How to make a binary tree zipper an instance of Co

2020-05-16 04:46发布

问题:

I want to make a binary tree zipper an instance of comonad, but I can't figure out how to implement duplicate properly.

Here is my attempt:

{-# LANGUAGE DeriveFunctor #-}
import Data.Function
import Control.Arrow
import Control.Comonad

data BinTree a
    = Leaf a
    | Branch a (BinTree a) (BinTree a)
      deriving (Functor, Show, Eq)

data Dir = L | R
    deriving (Show, Eq)

-- an incomplete binary tree, aka data context
data Partial a = Missing Dir (BinTree a) a
    deriving (Show, Eq, Functor)

-- BTZ for BinTree Zipper
newtype BTZ a = BTZ { getBTZ :: ([Partial a], BinTree a) }
    deriving (Show, Eq)

instance Functor BTZ where
    fmap f (BTZ (cs,t)) = BTZ (map (fmap f) cs, fmap f t)

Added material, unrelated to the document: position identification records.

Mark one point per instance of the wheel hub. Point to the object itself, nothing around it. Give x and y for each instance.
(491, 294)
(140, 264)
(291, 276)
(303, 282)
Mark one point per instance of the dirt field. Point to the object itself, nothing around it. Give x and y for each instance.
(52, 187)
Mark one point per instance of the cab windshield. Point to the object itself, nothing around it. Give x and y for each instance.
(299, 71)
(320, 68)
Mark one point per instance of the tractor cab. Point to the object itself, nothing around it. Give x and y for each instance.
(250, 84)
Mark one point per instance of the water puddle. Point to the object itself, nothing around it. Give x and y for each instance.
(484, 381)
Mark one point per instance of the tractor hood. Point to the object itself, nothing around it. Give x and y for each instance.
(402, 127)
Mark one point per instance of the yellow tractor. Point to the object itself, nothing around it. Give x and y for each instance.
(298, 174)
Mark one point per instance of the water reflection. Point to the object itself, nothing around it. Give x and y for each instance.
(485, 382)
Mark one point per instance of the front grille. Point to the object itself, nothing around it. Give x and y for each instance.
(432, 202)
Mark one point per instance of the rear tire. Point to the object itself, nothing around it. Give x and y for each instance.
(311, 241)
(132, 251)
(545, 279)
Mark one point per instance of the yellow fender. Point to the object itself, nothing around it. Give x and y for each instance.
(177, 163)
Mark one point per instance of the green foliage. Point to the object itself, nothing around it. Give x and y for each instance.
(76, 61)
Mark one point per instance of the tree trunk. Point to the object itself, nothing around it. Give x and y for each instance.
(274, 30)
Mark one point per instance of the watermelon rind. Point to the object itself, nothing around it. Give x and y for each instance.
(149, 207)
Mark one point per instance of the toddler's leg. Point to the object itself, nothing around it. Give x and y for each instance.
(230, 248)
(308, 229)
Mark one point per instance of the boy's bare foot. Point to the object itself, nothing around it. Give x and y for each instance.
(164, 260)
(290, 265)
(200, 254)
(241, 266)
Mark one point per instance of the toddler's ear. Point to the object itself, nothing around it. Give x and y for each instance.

-- | replace every node label with the zipper focusing on that node
dup :: BinTree a -> BinTree (BTZ a)
dup (Leaf v) = Leaf (BTZ ([], Leaf v))
dup t@(Branch v tl tr) = Branch (BTZ ([],t)) tlZ trZ
    where
        tlZ = fmap (BTZ . first (++ [Missing L tr v]) . getBTZ) (dup tl)
        trZ = fmap (BTZ . first (++ [Missing R tl v]) . getBTZ) (dup tr)

-- | extract root label
rootVal :: BinTree a -> a
rootVal (Leaf v) = v
rootVal (Branch v _ _) = v

-- | move zipper focus around
goUp, goLeft, goRight :: BTZ a -> BTZ a

goUp (BTZ ([], _)) = error "already at root"
goUp (BTZ (Missing wt t2 v:xs, t1)) = case wt of
    L -> BTZ (xs, Branch v t1 t2)
    R -> BTZ (xs, Branch v t2 t1)

goLeft z = let (cs,t) = getBTZ z in
    case t of
      Leaf _ -> error "already at leaf"
      Branch v t1 t2 -> BTZ (Missing L t2 v:cs, t1)

goRight z = let (cs,t) = getBTZ z in
    case t of
      Leaf _ -> error "already at leaf"
      Branch v t1 t2 -> BTZ (Missing R t1 v:cs, t2)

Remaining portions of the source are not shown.